Résistance et résilience

Évènement de WoMin en janvier 2015 sur le thème : « Les femmes défendent leur position sur l’industrie du charbon »

Dans le but de développer une organisation locale résiliente et efficace, créer des stratégies pour l’ « aujourd’hui » et renforcer l’analyse pour planifier la transition vers une société post-extractiviste, WoMin s’efforce d’élaborer des campagnes et des projets à l’échelle nationale et régionale

Les cahiers (en anglais) Women Building Power offrent des solutions pratiques aux communautés rencontrant des problèmes liés à l’énergie qui leur permettent de se nourrir, tout en proposant une organisation en faveur de changements à plus grande échelle, tels que la justice climatique. Ces sept guides pratiques sont à la fois des cahiers de recherche, des brochures d’information et des outils.

Ils sont aussi le préambule à la campagne régionale que les femmes africaines mèneront prochainement sur les thèmes de l’Energie, les combustibles fossiles et la justice climatique. « La campagne vise à construire un mouvement de femmes capable d’induire des changements en profondeur sur la façon dont l’énergie est produite et distribuée dans nos pays, et plus généralement en Afrique ». 

Pour mettre en valeur la forte résistance des femmes Somkhele et Fulani, des femmes des communautés ougandaises et éventuellement celles du Nigéria et de la RDC, WoMin travaille actuellement sur « No Good Comes from the Mine », un documentaire (en anglais) panafricain centré sur des personnages.
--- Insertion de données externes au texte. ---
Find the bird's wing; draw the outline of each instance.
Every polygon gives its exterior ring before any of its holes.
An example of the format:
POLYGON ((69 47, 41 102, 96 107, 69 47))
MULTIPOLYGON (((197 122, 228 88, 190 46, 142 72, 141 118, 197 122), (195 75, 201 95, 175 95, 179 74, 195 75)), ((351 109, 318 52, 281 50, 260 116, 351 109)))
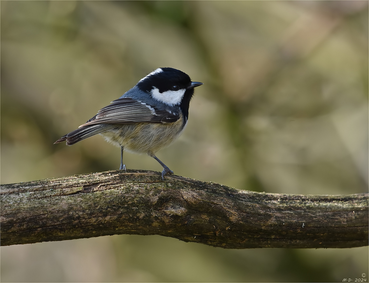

« Il nous raconte les histoires de femmes dont les vies sont négativement affectées par les activités minières et autres activités extractives. Il nous parle aussi de leur combat pour protéger et revendiquer leur terre, leur subsistance, leurs corps et leurs vies. Le film nous livre leur réalité quotidienne et la façon dont elles se mobilisent pour résister et protester contre les injustices… » 

Le travail de WoMin s’inscrit dans une merveilleuse vision du changement sous la forme d’une alternative de développement éco-féministe, où les femmes occupent une place centrale et définissent « à quoi devrait ressembler la justice économique pour elles et leurs communautés ». 

Le profil de ce membre a été publié en corrélation avec la 61ème session de la Commission de la condition de la femme (CSW) et le thème phare de cette année : « L’autonomie économique des femmes dans un monde du travail en pleine évolution ».